Hello,
I am benchmarking the different ways to perform Hessian-vector products with the API torch.func
. I am a bit surprised by the results I get since the forward-over-reverse
fashion seems significantly longer than the reverse-over-reverse
way. Am I doing something wrong?
import torch
from torchvision.models import resnet18
from functorch.experimental import replace_all_batch_norm_modules_
from time import perf_counter
batch_size = 4
num_classes = 1000
model = replace_all_batch_norm_modules_(resnet18()).cuda()
batch = {
'images': torch.randn(batch_size, 3, 224, 224).cuda(),
'labels': torch.randint(0, num_classes, (batch_size,),).cuda()
}
def loss(params):
"""loss function used for training."""
logits = torch.func.functional_call(model, params,
(batch['images'], ))
res = torch.nn.functional.cross_entropy(logits, batch['labels'])
return res
def hvp_forward_over_reverse(x, v):
return torch.func.jvp(torch.func.grad(loss), (x, ), (v, ))[1]

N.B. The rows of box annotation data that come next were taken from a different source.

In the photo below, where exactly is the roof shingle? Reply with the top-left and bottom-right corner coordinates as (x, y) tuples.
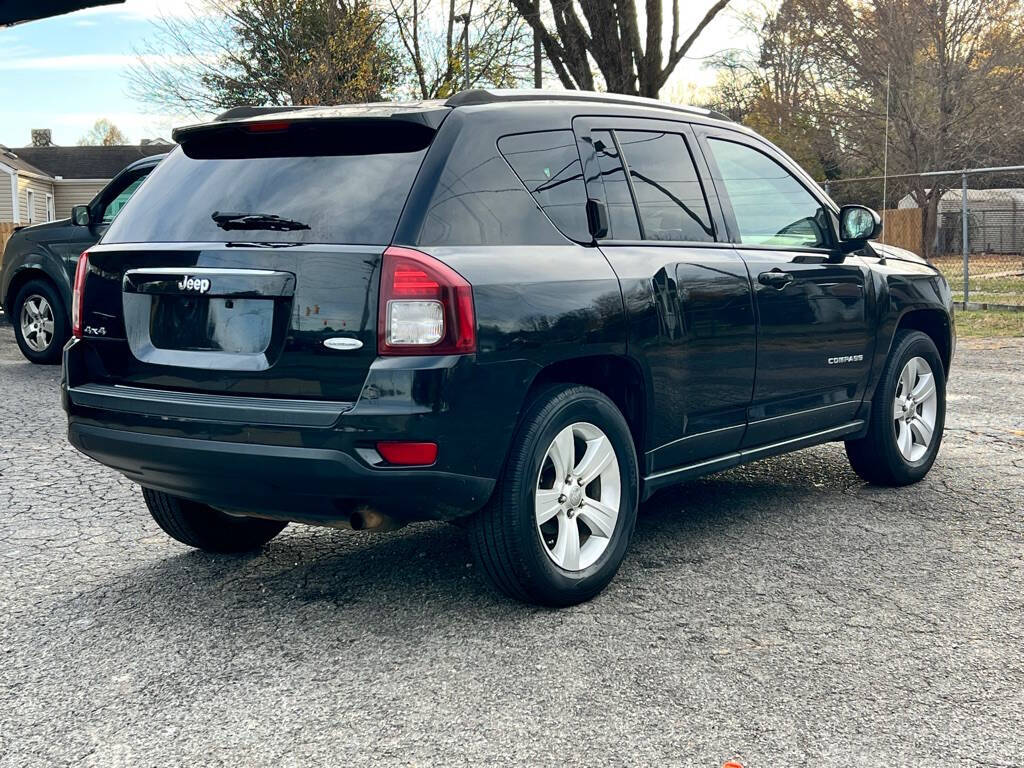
(6, 144), (172, 179)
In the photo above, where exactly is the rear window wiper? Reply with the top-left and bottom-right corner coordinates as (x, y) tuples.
(210, 211), (309, 232)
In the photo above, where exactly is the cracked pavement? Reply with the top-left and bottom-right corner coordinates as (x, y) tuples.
(0, 326), (1024, 768)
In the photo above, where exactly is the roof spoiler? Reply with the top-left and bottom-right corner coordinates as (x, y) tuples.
(444, 88), (732, 123)
(213, 104), (316, 123)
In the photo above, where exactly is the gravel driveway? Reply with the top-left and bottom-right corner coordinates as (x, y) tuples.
(0, 327), (1024, 768)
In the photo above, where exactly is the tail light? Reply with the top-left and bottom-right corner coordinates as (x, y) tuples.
(377, 246), (476, 354)
(71, 251), (89, 339)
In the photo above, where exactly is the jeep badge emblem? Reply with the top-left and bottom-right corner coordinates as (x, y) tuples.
(324, 336), (362, 352)
(178, 276), (210, 293)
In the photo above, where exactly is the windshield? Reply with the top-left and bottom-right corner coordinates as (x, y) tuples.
(103, 124), (428, 245)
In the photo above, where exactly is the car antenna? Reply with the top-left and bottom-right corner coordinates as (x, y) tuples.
(882, 61), (893, 262)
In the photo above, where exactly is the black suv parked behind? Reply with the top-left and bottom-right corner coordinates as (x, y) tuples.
(0, 155), (164, 364)
(63, 91), (954, 604)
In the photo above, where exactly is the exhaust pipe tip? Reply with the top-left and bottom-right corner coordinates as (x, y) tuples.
(348, 507), (404, 532)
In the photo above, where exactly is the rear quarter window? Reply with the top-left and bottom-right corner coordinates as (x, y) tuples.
(498, 130), (591, 242)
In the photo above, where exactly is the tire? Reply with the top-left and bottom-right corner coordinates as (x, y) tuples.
(10, 280), (71, 366)
(846, 330), (946, 485)
(142, 488), (288, 553)
(469, 384), (639, 606)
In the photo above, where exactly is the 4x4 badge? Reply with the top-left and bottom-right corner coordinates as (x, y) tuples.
(324, 336), (362, 351)
(178, 276), (210, 293)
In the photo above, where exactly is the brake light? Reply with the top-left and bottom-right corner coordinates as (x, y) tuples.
(377, 441), (437, 467)
(377, 246), (476, 354)
(246, 120), (292, 133)
(71, 251), (89, 339)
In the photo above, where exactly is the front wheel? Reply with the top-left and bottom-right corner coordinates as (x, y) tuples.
(470, 385), (639, 606)
(846, 331), (946, 485)
(11, 280), (71, 365)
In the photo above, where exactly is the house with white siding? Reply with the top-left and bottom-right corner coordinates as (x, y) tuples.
(0, 132), (170, 226)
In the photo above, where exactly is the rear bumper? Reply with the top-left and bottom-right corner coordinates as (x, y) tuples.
(61, 340), (530, 523)
(68, 419), (495, 523)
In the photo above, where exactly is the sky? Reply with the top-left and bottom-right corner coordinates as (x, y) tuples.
(0, 0), (753, 147)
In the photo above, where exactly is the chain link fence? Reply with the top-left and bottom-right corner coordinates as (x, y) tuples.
(823, 166), (1024, 310)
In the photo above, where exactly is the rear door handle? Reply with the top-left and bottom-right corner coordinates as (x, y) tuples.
(758, 269), (793, 288)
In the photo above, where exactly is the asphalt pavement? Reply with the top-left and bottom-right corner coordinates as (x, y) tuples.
(0, 327), (1024, 768)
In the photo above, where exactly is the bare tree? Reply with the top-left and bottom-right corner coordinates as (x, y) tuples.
(705, 0), (840, 177)
(78, 118), (128, 146)
(129, 0), (402, 116)
(388, 0), (531, 98)
(806, 0), (1024, 255)
(512, 0), (729, 98)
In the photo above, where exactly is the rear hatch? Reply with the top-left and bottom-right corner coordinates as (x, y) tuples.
(82, 111), (442, 401)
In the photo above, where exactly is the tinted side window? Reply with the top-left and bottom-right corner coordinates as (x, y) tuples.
(587, 131), (640, 240)
(102, 174), (148, 224)
(615, 131), (715, 243)
(498, 131), (591, 241)
(708, 138), (831, 248)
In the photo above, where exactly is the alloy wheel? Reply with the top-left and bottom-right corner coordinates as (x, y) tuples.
(534, 422), (622, 571)
(893, 357), (939, 462)
(20, 294), (53, 352)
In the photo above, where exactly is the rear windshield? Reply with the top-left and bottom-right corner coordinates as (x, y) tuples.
(103, 121), (433, 245)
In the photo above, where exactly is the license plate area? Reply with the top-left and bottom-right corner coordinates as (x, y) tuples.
(122, 268), (295, 371)
(150, 294), (275, 354)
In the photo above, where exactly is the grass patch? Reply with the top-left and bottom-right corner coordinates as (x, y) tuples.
(956, 309), (1024, 339)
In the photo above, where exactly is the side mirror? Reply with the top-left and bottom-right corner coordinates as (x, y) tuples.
(839, 206), (882, 253)
(71, 206), (92, 226)
(587, 198), (608, 240)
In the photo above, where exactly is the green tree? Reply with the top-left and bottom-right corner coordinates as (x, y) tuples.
(388, 0), (532, 98)
(78, 118), (128, 146)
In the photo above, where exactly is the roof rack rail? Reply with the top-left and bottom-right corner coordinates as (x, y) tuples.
(444, 88), (732, 123)
(213, 104), (323, 123)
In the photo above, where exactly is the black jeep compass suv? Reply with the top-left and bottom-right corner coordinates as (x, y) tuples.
(63, 91), (954, 605)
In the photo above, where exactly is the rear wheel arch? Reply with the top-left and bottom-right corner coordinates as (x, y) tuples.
(889, 307), (952, 377)
(523, 354), (647, 457)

def hvp_reverse_over_forward(x, v):
def jvp_fun(x, v):
return torch.func.jvp(loss, (x, ), (v, ))[1]
return torch.func.grad(jvp_fun)(x, v)
def hvp_reverse_over_reverse(x, v):
grad_fun = torch.func.grad(loss)
return torch.func.grad(lambda y: sum(
torch.dot(a.ravel(), b.ravel())
for a, b in zip(grad_fun(y).values(), v.values()))
)(x)
if __name__ == "__main__":
params = dict(model.named_parameters())
v = torch.func.grad(loss)(params)
print("Forward-over-reverse")
start = perf_counter()
hvp_forward_over_reverse(params, v)
print(perf_counter() - start)
print("Reverse-over-forward")
start = perf_counter()
hvp_reverse_over_forward(params, v)
print(perf_counter() - start)
print("Reverse-over-reverse")
start = perf_counter()
hvp_reverse_over_reverse(params, v)
print(perf_counter() - start)
Output:
Forward-over-reverse
0.27017239201813936
Reverse-over-forward
0.043903919868171215
Reverse-over-reverse
0.09637519344687462
Best,